< 1 Timotheüs 3 >
1 Dit woord is waarachtig! Streeft iemand naar het bisschopsambt, dan begeert hij een voortreffelijke taak.
2 De bisschop dan moet onberispelijk zijn, slechts éénmaal gehuwd; gematigd, bezonnen, zedig, gastvrij, geschikt voor het onderricht;
3 geen drinker, geen vechter, maar zachtzinnig, vredelievend, onbaatzuchtig.
4 Iemand, die zijn eigen huis goed bestiert, en zijn kinderen onder tucht heeft met behoud zijner waardigheid;
5 zo iemand toch zijn eigen huis niet weet te besturen, hoe zal hij zorg kunnen dragen voor Gods Kerk?
6 Hij mag geen pasbekeerde zijn, opdat hij niet door trots beneveld in het vonnis van den duivel valt.
7 Ook te goeder faam moet hij bekend zijn bij hen, die buiten staan, opdat hij niet in schande valt en in de strik van den duivel.
8 Ook diakens moeten eerbaar zijn; geen dubbele tong, niet verslaafd aan de wijn, op schandelijk gewin niet bedacht;
9 in een rein geweten moeten ze ronddragen het geheim des geloofs.

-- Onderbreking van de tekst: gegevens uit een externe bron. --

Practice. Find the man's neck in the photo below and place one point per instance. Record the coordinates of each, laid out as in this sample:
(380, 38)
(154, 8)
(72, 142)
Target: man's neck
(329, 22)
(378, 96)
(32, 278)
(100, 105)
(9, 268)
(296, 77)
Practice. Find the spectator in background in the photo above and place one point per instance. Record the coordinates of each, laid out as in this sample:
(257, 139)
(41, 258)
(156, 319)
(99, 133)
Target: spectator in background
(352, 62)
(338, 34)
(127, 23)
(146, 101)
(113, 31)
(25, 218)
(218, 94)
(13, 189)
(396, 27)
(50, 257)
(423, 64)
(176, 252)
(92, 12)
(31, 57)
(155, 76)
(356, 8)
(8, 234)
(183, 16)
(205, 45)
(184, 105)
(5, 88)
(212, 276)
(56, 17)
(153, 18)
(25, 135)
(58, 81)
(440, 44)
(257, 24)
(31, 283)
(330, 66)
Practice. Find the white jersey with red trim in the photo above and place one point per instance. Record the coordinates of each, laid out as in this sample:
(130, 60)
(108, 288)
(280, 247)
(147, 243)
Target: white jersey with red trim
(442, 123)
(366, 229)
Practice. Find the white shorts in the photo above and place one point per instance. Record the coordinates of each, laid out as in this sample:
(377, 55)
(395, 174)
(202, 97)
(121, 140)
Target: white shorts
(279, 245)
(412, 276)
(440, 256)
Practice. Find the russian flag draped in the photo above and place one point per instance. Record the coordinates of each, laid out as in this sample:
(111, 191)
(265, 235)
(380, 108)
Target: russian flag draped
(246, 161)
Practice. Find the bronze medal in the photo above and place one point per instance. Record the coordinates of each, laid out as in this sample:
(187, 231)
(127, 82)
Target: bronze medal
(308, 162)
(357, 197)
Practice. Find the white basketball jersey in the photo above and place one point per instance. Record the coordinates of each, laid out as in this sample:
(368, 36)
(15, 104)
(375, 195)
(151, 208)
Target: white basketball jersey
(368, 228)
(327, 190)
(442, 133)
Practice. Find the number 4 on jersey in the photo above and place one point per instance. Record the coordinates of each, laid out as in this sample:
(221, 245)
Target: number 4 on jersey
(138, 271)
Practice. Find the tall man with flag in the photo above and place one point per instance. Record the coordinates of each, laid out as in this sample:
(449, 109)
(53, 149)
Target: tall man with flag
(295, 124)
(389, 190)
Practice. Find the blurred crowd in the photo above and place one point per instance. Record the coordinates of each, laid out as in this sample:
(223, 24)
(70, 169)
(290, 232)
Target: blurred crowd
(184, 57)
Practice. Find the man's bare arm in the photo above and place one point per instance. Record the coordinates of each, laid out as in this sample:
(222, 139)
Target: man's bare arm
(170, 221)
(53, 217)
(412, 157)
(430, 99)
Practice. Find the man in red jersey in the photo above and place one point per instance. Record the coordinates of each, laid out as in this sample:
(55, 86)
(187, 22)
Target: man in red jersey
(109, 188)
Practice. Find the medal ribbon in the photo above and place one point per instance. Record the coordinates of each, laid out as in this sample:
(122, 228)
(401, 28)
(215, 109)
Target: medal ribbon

10 Ook zij moeten eerst worden waardig gekeurd, en slechts wanneer ze onberispelijk zijn, als diaken worden aangesteld.
11 Ook hun vrouwen moeten eerbaar zijn, geen lastertongen; maar gematigd en betrouwbaar in alles.

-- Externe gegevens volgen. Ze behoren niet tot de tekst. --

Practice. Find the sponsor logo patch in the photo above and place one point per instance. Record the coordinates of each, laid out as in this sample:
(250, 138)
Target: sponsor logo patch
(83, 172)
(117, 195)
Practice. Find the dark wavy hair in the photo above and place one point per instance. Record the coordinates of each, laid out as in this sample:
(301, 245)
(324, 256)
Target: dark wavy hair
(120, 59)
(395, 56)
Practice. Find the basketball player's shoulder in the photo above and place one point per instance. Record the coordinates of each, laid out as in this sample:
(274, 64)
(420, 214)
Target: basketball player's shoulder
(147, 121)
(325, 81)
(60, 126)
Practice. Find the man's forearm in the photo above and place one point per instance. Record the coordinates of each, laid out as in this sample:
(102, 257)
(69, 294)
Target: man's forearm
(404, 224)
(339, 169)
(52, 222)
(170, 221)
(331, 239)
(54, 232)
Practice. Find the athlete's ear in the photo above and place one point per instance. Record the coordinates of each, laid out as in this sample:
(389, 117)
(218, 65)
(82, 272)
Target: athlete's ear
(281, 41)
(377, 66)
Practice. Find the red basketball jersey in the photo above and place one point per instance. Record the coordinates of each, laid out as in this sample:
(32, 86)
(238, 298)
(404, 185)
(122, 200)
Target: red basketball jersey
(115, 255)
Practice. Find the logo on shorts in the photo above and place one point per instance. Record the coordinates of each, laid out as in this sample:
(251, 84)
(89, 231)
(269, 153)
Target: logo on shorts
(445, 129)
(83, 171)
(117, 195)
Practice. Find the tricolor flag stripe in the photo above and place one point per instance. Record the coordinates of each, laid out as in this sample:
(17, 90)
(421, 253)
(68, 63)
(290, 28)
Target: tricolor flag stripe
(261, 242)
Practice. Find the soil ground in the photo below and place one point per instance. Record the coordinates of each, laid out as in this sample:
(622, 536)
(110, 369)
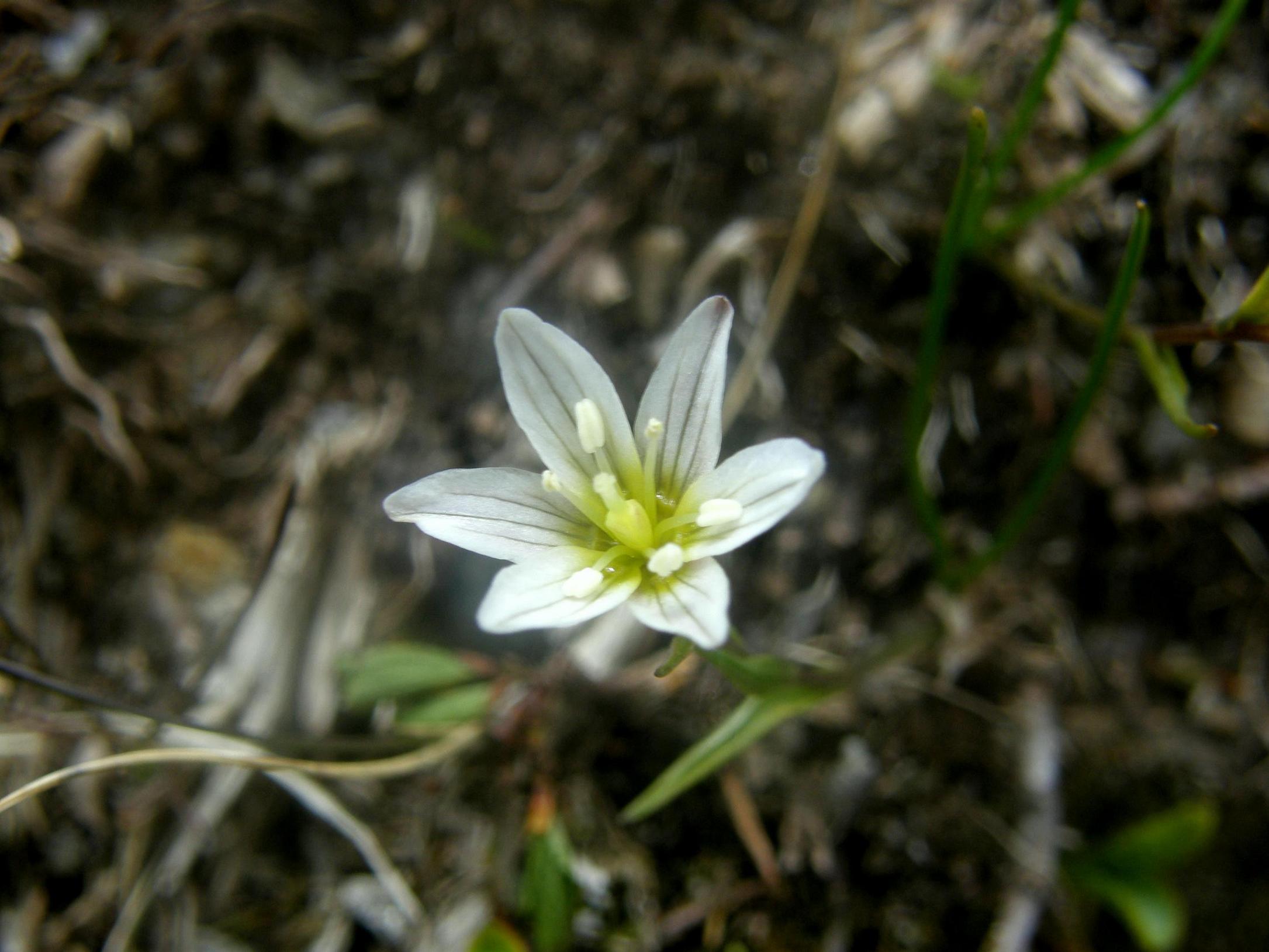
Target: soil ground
(250, 261)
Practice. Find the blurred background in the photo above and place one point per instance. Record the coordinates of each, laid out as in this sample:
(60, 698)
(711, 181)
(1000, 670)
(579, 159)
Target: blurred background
(251, 255)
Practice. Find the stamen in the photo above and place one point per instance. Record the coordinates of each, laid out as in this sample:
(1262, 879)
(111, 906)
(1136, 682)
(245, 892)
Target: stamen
(611, 556)
(666, 560)
(652, 436)
(590, 425)
(583, 583)
(606, 485)
(718, 512)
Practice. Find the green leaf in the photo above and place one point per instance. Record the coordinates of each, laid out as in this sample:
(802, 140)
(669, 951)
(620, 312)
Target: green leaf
(1161, 842)
(448, 707)
(498, 937)
(1152, 911)
(679, 652)
(399, 669)
(1254, 307)
(1126, 871)
(548, 895)
(748, 724)
(754, 674)
(1166, 375)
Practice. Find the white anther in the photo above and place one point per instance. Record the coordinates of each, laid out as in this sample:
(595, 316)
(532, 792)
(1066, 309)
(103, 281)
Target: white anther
(718, 512)
(583, 583)
(666, 560)
(590, 425)
(606, 485)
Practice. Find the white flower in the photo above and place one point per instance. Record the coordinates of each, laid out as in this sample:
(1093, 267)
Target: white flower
(620, 514)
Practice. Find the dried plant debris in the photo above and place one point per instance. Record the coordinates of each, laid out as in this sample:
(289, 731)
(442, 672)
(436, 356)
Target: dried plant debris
(251, 262)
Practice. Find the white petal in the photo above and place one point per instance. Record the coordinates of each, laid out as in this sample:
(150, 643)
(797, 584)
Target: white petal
(532, 594)
(686, 394)
(546, 373)
(768, 480)
(496, 512)
(693, 603)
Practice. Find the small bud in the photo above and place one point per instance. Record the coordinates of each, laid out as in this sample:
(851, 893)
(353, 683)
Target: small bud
(583, 583)
(718, 512)
(666, 560)
(590, 425)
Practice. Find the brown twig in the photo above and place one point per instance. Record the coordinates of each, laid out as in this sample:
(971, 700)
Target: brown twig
(1174, 334)
(749, 828)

12 Diakens mogen slechts éénmaal gehuwd zijn, en moeten hun kinderen en gezinnen goed besturen.
13 Zij, die het ambt van diaken goed hebben bekleed, verwerven zich een ereplaats en groot aanzien door het geloof in Christus Jesus.
14 Dit alles schrijf ik u, ofschoon ik hoop, spoedig bij u te komen;
15 opdat, mocht ik vertraging hebben, ge toch weten zoudt, hoe ge u gedragen moet in het huis van God, de Kerk van den levenden God, zuil en grondslag der waarheid.
16 Groot is het geheim van de godsdienst, zoals het eensgezind wordt beleden: Hij verscheen in het Vlees, Werd gerechtvaardigd door den Geest; Hij werd door de Engelen aanschouwd, Onder de heidenen gepreekt; Hij werd in de wereld gelovig aanvaard, En opgenomen in de heerlijkheid.